Liputan6.com, Jakarta Menteri Koordinator Bidang Politik, Hukum, dan Keamanan (MenkoPolhukam) RI Mahfud MD mengucapkan selamat atas terpilihnya Erick Thohir sebagai ketua umum baru PSSI periode 2023-2027. Mahfud berharap, Erick mampu mengemban tugasnya sebagai pimpinan yang bersih dan bebas dari praktek korupsi.

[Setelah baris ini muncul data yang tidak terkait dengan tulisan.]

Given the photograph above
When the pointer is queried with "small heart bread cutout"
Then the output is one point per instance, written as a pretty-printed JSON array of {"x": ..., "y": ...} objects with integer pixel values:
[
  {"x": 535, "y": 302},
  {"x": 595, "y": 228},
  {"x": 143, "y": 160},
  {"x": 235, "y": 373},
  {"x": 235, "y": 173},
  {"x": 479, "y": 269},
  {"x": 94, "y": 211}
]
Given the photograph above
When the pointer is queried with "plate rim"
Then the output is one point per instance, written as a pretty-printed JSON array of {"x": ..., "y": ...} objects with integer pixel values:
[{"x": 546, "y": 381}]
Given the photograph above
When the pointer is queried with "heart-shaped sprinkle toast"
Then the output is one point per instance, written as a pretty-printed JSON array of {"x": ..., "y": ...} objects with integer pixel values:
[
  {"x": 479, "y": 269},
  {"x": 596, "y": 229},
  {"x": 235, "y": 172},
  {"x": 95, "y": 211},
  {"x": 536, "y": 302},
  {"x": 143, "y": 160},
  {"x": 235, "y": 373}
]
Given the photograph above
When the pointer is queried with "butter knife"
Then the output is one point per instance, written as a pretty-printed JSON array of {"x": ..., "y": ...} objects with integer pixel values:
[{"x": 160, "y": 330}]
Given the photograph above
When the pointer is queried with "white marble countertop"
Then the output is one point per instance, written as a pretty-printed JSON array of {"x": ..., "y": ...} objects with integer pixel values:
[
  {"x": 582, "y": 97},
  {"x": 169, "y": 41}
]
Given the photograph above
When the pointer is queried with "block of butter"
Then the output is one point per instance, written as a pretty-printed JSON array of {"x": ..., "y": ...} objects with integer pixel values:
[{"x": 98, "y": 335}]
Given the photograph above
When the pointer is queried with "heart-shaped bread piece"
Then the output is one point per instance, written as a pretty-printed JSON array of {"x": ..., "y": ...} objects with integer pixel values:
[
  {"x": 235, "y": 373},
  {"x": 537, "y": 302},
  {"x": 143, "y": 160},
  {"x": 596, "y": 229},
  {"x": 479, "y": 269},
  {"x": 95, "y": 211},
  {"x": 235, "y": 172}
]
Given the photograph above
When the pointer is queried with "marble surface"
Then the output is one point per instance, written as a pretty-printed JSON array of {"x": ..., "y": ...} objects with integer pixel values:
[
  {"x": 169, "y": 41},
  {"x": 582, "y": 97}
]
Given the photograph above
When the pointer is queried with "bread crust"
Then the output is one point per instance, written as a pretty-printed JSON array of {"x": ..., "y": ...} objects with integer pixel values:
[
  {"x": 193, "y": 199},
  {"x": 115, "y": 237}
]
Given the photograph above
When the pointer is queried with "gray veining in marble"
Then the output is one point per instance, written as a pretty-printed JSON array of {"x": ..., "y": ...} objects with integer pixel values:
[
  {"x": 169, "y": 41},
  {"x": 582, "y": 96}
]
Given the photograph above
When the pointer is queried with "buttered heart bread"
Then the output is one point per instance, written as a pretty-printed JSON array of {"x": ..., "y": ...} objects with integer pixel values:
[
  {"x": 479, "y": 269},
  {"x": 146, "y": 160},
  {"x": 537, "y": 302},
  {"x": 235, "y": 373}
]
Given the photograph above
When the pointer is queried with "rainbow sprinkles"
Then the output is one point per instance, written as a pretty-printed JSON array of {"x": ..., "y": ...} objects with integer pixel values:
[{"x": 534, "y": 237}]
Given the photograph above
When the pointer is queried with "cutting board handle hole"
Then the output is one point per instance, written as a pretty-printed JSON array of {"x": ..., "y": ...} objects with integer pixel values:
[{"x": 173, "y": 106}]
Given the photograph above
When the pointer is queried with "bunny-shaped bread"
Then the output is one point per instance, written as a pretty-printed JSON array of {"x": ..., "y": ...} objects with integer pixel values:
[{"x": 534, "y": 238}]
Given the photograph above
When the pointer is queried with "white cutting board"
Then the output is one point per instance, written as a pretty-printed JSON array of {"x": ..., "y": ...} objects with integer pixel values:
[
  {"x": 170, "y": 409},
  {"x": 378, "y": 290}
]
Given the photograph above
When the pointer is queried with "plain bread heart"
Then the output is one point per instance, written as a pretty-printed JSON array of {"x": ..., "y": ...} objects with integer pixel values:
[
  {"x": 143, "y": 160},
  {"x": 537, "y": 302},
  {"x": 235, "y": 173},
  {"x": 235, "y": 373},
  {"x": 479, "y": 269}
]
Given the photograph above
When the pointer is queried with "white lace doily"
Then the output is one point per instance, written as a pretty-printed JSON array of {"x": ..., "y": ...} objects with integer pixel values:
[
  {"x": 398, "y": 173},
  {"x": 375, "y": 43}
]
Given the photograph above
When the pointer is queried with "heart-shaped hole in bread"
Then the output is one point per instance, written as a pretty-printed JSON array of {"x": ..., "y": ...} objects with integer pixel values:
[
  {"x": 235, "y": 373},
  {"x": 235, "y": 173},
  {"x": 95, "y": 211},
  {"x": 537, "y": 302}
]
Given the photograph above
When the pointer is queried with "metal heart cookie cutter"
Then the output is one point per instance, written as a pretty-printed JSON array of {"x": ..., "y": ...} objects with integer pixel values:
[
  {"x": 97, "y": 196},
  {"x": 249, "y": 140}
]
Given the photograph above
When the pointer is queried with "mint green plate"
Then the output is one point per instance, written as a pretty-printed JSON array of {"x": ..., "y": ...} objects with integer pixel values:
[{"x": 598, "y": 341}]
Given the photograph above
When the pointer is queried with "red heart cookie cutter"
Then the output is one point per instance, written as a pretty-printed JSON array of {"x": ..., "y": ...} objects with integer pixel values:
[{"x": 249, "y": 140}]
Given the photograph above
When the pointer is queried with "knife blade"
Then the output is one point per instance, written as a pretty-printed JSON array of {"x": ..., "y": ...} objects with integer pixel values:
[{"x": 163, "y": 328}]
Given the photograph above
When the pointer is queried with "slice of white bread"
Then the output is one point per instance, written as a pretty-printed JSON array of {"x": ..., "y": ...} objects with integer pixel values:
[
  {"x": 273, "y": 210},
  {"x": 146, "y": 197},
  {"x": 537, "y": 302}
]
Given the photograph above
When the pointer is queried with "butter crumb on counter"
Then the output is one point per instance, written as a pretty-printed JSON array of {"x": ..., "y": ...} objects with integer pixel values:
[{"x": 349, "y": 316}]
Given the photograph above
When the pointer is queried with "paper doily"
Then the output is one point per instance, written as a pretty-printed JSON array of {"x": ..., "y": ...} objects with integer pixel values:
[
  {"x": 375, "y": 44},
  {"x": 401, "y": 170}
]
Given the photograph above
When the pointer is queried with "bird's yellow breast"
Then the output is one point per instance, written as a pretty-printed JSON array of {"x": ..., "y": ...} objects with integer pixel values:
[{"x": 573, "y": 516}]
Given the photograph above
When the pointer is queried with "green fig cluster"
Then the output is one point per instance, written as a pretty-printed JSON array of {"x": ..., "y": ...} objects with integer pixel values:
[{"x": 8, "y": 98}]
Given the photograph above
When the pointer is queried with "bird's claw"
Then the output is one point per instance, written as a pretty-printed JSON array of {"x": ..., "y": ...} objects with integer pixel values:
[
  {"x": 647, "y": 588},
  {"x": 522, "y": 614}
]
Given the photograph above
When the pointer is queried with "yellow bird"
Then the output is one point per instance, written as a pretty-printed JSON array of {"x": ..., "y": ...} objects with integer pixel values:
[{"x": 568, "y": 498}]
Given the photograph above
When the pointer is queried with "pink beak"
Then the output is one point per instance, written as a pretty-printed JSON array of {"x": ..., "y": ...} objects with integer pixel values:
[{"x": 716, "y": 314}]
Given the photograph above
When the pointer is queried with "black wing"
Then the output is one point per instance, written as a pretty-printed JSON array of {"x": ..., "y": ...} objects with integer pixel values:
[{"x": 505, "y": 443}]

“Saya mengucapkan selamat atas terpilihnya Pak Erick Thohir sebagai Ketum PSSI melalui Kongres Luar Biasa (KLB). Pesan-pesan kepada Pak Erick Thohir sudah disampaikan melalui dokumen TGIPF untuk pemerintah,” tutur Mahfud MD dalam keteratangan yang diterima Liputan6.com, Jumat (17/2/2023).
Advertisement
"Saya juga sudah berdiskusi secara langsung dengan Pak Erick Thohir. Kita tahu, Pak Erick adalah orang profesional di sepak bola, yang punya kecintaan dan impian tentang kemajuan PSSI. Dia sudah sangat mampu untuk membiayai dirinya sendiri (dalam) mengurus PSSI tanpa harus korupsi,” sambungnya.
Erick Thohir menduduki kursi tertinggi federasi sepak bola Tanah Air setelah memenangkan pemilihan dalam Kongres Luar Biasa (KLB) yang berlangsung di Hotel Shangri-La, Jakarta, pada Kamis (16/2/2023).
Menteri berusia 52 tahun itu unggul dengan 64 suara, mengalahkan rival terdekatnya La Nyalla Mattalitti yang mengantongi 22 suara. Dalam menjalankan tugasnya, Erick Thohir akan dibantu dua wakil, yakni Ratu Tisha dan Menteri Pemuda dan Olahraga (Menpora), Zainudin Amali serta 12 anggota exco.
Percepatan KLB
Pergantian pengurus di tubuh PSSI sejatinya digelar di bulan November 2023 atau empat tahun sejak kepengurusan era Mochamad Iriawan lewat KLB, 2019 lalu. Hanya saja, kerusuhan suporter yang dikenal dengan tragedi Kanjuruhan membuat Tim Gabungan Independen Pencari Fakta (TGIPF) yang dibentuk untuk mengusut masalah ini mengeluarkan rekomendasi yang meminta seluruh pengurus mundur sebagai bentuk tanggung jawab moral terhadap insiden yang merenggut nyawa ratusan suporter tetrsebut.
Saran TGIPF tidak bersifat mengikat karena bisa dianggap sebagai intervensi pihak luar terhadap kepengurusan federasi. Jika demikian, Indonesia berpeluang kembali mendapat sanksi FIFA seperti beberapa tahun lalu. Namun, Mochamad Iriawan menuruti rekomendasi TGIPF dan mempercepat digelarnya KLB yang akhirnya digelar pada 16 Februari 2023 dan memenangkan Erick Thohir.